Some Maryland Doctors, Irked by Costs, Consider Going ‘Bare,’ Shifting Liability to Hospitals
Doctors at several Maryland hospitals who are fed up with rising medical malpractice insurance costs are considering doing without the coverage, or “going bare.”
The strategy, used by thousands of Florida physicians, tends to transfer liability risk to hospitals. Hospitals, like the doctors, would prefer a legislative solution.
“I would really characterize this is as a symptom of a problem and a cry for help,” Nancy Fiedler, spokeswoman for the Maryland Hospital Association, said.
Physicians who work at Frederick Memorial Hospital became the latest to raise the prospect of going bare when they voted last week to remove from their bylaws a requirement to carry malpractice insurance, The Frederick News-Post reported. On Nov. 9, the hospital’s directors will consider the doctors’ request to be allowed to work at the hospital without the insurance, according to the report.
Physicians from at least three other hospitals — Washington County Hospital, Prince George’s Hospital Center and Doctors Community Hospital in Lanham — also are considering going bare, said Michael Preston, executive director of MedChi, the state medical society.
“It’s a reflection of the immediacy of the problem the doctors are facing in affording coverage for themselves, with the prospect for many of them, especially in high-risk specialties, of being driven out of business,” Preston said.
In Florida, more than 3,000 of 89,000 licensed physicians have dropped their malpractice coverage, according to health officials there.
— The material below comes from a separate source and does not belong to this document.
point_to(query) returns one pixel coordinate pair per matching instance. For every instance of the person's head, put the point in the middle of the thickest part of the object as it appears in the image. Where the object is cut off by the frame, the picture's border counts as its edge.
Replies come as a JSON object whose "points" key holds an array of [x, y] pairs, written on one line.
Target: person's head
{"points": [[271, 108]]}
The doctors typically transfer their assets to another party, such as a spouse, making them paupers on paper and unlikely to be sued.
“It’s recognized that lawyers are opportunistic, and if doctors don’t have coverage and hospitals do, they tend to follow the money,” Preston said.
That increases the risk for hospitals that allow uninsured doctors to practice in their facilities, Preston said. To continue offering certain high-risk specialty services, such as obstetrics, some hospitals have considered either increasing their own malpractice coverage, subsidizing the doctors’ premiums or making the doctors hospital employees, according to Preston and Fiedler.
In addition to the increased medical liability risk, hospitals that let in uninsured doctors jeopardize their ability to borrow money for capital improvements, Fiedler said.
She said hospital operators sympathize with physicians and are working with them to persuade state legislators to hold a special session on medical malpractice reform.
Gov. Robert Ehrlich presented a plan to General Assembly leaders Monday that he said would offer doctors immediate relief from premium increases and hold the line on future rate hikes. Opponents have denounced it as an attempt to strip malpractice victims of the right to be compensated for their losses.